Retour sur les faits, présentés par la SDJ. L'article a été publié vers 14h30 et a été repris par plusieurs sites. La Société de journalistes a reconnu qu'il "comportait une erreur dans son titre" : "Celui-ci indiquait, à tort, que Nicolas Sarkozy avait de lui-même appelé la police pour se plaindre du bruit". "J'ai reçu vers 17h-17h30, un coup de fil du cabinet de Nicolas Sarkozy disant que tout était faux, de A à Z", a raconté Jean-Michel Salvator, directeur des rédactions du "Parisien/Aujourd'hui en France", à la SDJ jeudi lors d'une rencontre. Et d'ajouter aux journalistes : "Un ancien chef de l'Etat ne passe pas par le 17 pour ce genre de choses et il n'était d'ailleurs pas chez lui puisqu'il assistait au match du PSG".
Ainsi, le titre a été "modifié" et l'auteur de l'article a apporté "une précision", "sourcée de l'entourage de l'entourage de l'ex-chef de l'Etat, pour éclaircir ce point" : "L'article en lui-même, relatant les félicitations de Nicolas Sarkozy aux policiers alors qu'il rentrait chez lui, est resté inchangé car parfaitement conforme à la réalité des faits". Jean-Michel Salvator a d'ailleurs estimé que "l'incident était clos". "L'affaire aurait dû en rester là", a noté la SDJ.
Sauf que dans les heures qui ont suivi, la Société des journalistes du "Parisien" a découvert que l'article avait "purement et simplement disparu du site", "sans que son auteur principal n'en soit avisé". "J'ai eu des remontées disant que le journaliste reconnaissait que l'information était fausse, qu'il n'avait ni preuve, ni certitude et n'avait pas appelé le cabinet de Sarkozy. Je me suis dit que cet article était mal né, et que dans ces conditions, il valait mieux le retirer", a fait savoir Jean-Michel Salvator. Pourtant, auprès de la SDJ, l'auteur de l'article a affirmé n'être "jamais revenu sur l'exactitude de ses informations", "issues de quatre sources distinctes".
"La SDJ condamne fermement cette dépublication. Elle ne se justifiait pas d'un point de vue éditorial. Elle est par ailleurs totalement inacceptable - et contre-productive - d'un point de vue formel. Supprimer un article est une pratique dangereuse. Elle introduit une rupture dans la relation de confiance qui nous lie avec nos lecteurs : comment peuvent-ils comprendre cette suppression subite ?", a déclaré la SDJ dans son communiqué.

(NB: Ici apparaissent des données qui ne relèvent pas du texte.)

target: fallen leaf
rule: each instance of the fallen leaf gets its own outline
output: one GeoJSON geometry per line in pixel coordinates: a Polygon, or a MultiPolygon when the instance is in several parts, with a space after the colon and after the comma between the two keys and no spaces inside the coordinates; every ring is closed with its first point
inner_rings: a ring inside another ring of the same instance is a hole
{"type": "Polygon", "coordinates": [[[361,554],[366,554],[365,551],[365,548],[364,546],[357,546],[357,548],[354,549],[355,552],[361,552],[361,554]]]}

De son côté, Jean-Michel Salvator a réagi : "Je ne veux pas écraser la craie. C'est un incident regrettable. Il y a eu dysfonctionnement mais c'est un papier minime qui n'a pas d'enjeu autre que l'audience. Je prends la responsabilité de cette décision". Face à ces propos, la SDJ a demandé que "ce genre d'incident ne reproduise plus" et "que la pratique de l'Edit, déjà utilisée à plusieurs reprises par le passé, soit systématisée".
Ce n'est pas la première fois que les journalistes du "Parisien" se retournent contre leur patron. Début mars dernier, la Société des journalistes, les organisations syndicales et le "collectif des femmes du 'Parisien'" s'étaient agacés après la publication d'un édito défendant Nicolas Sarkozy et donnant son opinion sur une décision de justice. Même gronde en 2020 quand Rémy Dessarts, directeur délégué des rédactions, avait tenu des propos sinophobes dans un éditorial. Il avait alors été soutenu par Jean-Michel Salvator qui avait plaidé le "malentendu" à l'époque.